# CI pans



## Steve H (Mar 31, 2020)

Hey all. For awhile now I've been watching some folks using their 8" cast iron pans for both cooking and eating from. And I have been thinking about getting a couple. More so after seeing some of Robert's 

 tx smoker
 creations.
So, fast forward to this morning while cruising around WalMart looking for ideas for dinner. I happened to go down the clearance isle. And I found a rack of Ozark Trail 8" cast iron skillets. The were on sale for 2.00 each.

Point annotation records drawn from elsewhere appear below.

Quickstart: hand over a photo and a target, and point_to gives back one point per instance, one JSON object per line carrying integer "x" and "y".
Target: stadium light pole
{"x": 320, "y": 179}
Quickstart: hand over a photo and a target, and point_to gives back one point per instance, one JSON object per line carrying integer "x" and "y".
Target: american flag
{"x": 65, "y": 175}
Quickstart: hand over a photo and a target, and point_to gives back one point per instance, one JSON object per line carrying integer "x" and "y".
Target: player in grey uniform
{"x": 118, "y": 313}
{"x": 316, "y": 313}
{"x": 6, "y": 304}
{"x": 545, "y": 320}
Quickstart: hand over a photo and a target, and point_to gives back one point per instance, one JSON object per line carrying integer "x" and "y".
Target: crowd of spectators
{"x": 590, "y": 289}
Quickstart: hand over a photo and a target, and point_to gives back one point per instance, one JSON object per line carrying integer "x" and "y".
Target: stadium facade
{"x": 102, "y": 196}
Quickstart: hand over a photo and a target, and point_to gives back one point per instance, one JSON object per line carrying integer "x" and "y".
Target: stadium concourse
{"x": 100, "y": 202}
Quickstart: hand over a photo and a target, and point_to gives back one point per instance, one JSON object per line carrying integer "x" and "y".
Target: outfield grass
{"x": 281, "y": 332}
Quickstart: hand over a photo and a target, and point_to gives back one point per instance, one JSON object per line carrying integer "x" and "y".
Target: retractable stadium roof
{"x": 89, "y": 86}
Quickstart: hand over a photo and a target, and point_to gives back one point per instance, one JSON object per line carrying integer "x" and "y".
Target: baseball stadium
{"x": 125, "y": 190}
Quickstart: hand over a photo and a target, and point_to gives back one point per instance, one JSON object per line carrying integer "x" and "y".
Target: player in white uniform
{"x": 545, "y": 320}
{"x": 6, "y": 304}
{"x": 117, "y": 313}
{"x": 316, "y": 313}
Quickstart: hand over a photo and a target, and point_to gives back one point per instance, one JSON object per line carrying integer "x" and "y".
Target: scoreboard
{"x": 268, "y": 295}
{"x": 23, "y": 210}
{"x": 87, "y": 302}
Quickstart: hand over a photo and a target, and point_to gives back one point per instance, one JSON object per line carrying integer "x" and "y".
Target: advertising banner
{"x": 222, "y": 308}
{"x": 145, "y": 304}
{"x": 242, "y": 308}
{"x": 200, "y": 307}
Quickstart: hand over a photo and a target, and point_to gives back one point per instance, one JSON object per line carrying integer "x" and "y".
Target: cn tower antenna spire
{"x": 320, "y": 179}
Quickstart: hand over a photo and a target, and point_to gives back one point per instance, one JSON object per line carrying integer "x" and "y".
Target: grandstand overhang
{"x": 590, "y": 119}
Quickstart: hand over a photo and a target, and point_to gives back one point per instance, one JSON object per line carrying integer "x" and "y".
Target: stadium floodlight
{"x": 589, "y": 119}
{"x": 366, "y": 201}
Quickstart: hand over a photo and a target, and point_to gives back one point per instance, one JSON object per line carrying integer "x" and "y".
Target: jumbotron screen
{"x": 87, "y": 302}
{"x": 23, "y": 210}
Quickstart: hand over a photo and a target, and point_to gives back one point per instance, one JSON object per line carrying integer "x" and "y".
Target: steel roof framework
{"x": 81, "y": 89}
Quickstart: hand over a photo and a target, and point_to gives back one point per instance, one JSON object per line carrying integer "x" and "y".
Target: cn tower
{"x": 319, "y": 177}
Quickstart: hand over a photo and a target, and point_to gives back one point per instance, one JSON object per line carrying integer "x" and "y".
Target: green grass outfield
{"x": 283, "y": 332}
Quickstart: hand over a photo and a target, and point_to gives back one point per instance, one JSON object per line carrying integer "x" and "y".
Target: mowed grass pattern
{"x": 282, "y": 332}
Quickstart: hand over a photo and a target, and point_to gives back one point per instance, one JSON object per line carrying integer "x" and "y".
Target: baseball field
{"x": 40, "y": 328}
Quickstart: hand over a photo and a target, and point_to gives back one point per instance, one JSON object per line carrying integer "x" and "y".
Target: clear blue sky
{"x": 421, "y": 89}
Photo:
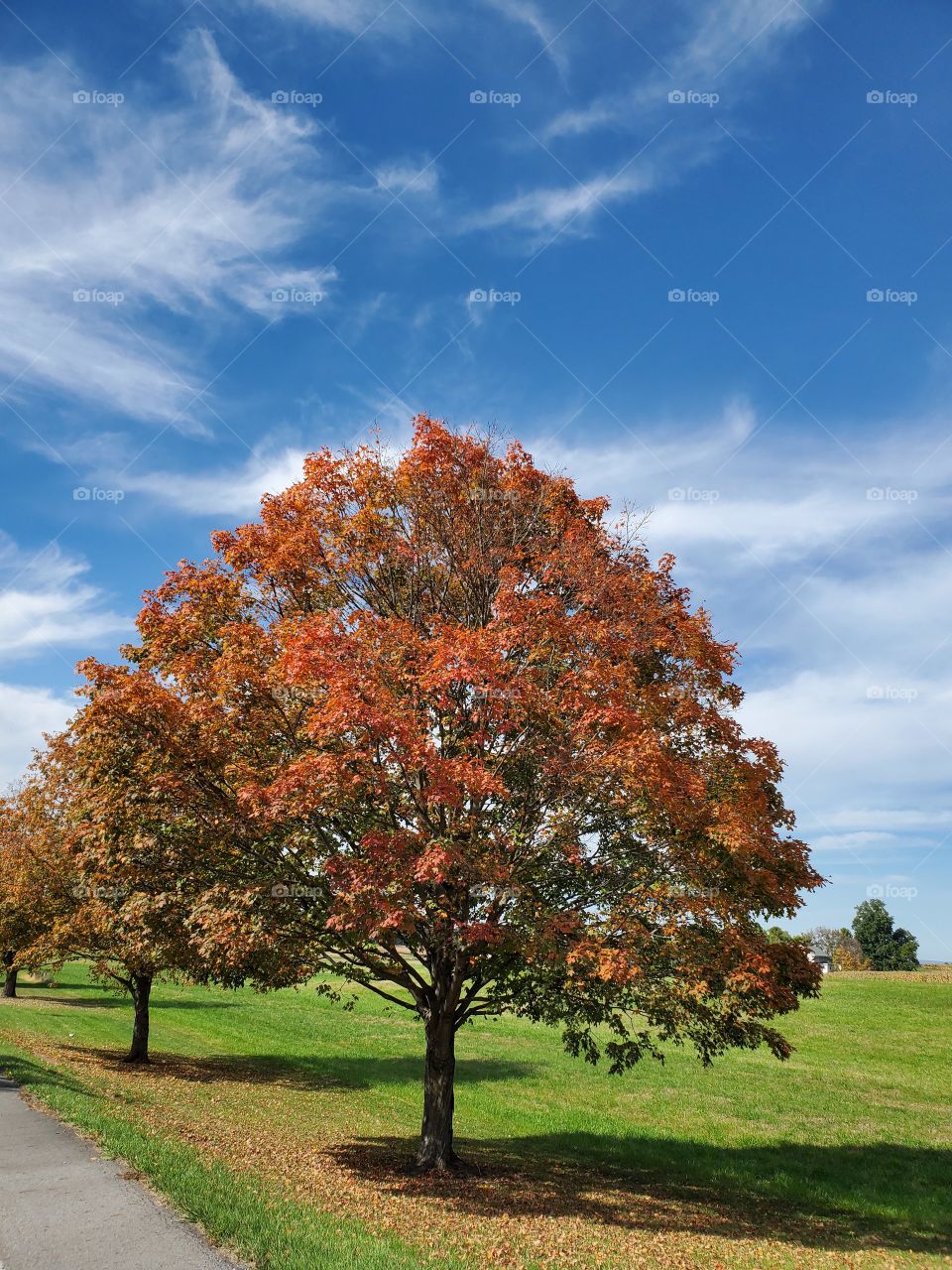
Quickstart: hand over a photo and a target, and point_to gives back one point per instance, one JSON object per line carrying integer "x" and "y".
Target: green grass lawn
{"x": 280, "y": 1123}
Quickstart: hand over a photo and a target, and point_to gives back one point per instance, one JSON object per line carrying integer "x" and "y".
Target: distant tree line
{"x": 875, "y": 943}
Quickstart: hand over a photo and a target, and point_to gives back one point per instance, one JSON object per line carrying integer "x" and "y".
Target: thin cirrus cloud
{"x": 729, "y": 42}
{"x": 26, "y": 715}
{"x": 46, "y": 602}
{"x": 190, "y": 209}
{"x": 235, "y": 490}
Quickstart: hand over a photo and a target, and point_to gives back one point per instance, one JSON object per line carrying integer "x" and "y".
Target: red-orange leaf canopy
{"x": 484, "y": 749}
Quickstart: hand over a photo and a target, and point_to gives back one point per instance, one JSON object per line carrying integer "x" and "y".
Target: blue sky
{"x": 716, "y": 257}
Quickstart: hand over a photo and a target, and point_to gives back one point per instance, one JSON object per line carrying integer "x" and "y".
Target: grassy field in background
{"x": 282, "y": 1124}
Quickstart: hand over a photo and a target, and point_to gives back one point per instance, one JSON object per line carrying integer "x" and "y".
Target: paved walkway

Seemed like a good deal to me! This pic is after I seasoned them twice. This weekend I'm thinking about putting them to use.


----------



## TNJAKE (Mar 31, 2020)

Nice score


----------



## tx smoker (Mar 31, 2020)

Steve H said:


> The were on sale for 2.00 each.



That's a screaming deal!! Congrats on the great find. I'm gonna be doing something totally different and completely off the wall this evening in mine. Be on the lookout for some insane Italian food being posted tomorrow...and yet another idea for using these things. They are so versatile. There's just thousands of meals you can do. You're only limited by your imagination. If you're planning to use them on the grill I'd highly recommend getting a pizza dome. Makes cooking stuff WAY more efficient.

Robert


----------



## Will Squared (Mar 31, 2020)

Sweet deal !


----------



## SmokinVOLfan (Mar 31, 2020)

Damn Steve $2 a pan? What a steal! I need to get some of the small ones myself.


----------



## Steve H (Mar 31, 2020)

I'll be looking Robert! I'm sure it'll be interesting to say the least. I know, 

 SmokinVOLfan
 ! That was a darn good deal. Not really sure why though. They also had 10" CI pans for 4.50 each.


----------



## xray (Mar 31, 2020)

$2 a pan! Holy cow that’s a good price! You should have bought them out.


----------



## Steve H (Mar 31, 2020)

No, let others enjoy the deal. Two is plenty for me.


----------



## xray (Mar 31, 2020)

True.

Was there a lot of them on clearance? Didn’t even know Walmart had a clearance section. I’ll have to see if my local one has one.


----------



## Steve H (Mar 31, 2020)

There were about 10 of these. Maybe more of the 10" Our Walmart  has clearance aisles in different areas in the store for different items.


----------



## sawhorseray (Mar 31, 2020)

Nice score Steve, I just had two delivered for $10 apiece, Cabelas points so actually free. RAY


----------



## Winterrider (Mar 31, 2020)

" Thief "  Lol
Nice score !


----------



## 6GRILLZNTN (Mar 31, 2020)

Nice find Steve!

Dave


----------



## Steve H (Mar 31, 2020)

Winterrider said:


> " Thief "  Lol
> Nice score !



Almost felt like one too!!;)


----------



## HalfSmoked (Mar 31, 2020)

Dang Steve are you Irish I mean that's the luck of the Irish. Nice find now lets see your crations.

Warren


----------



## gary s (Mar 31, 2020)

Nice Find

Gary


----------



## Steve H (Mar 31, 2020)

HalfSmoked said:


> Dang Steve are you Irish I mean that's the luck of the Irish. Nice find now lets see your crations.
> 
> Warren



1/2 Irish. Even a blind squirrel finds a nut once in awhile!


----------



## Blues1 (Mar 31, 2020)

Can't go wrong for $4.00!


----------



## Steve H (Mar 31, 2020)

Blues1 said:


> Can't go wrong for $4.00!



True dat Steve!


----------



## Brokenhandle (Mar 31, 2020)

Nice grab steve! Looking forward to seeing you put them to use

Ryan


----------



## civilsmoker (Mar 31, 2020)

Total Score!

CI are a must have item!  We have a huge selection of them here.....many were $0.0 aka free to get that rust bucket out of the garage.....20 mins after getting them home they are nice shiny polished and going in heat for a season!!!


----------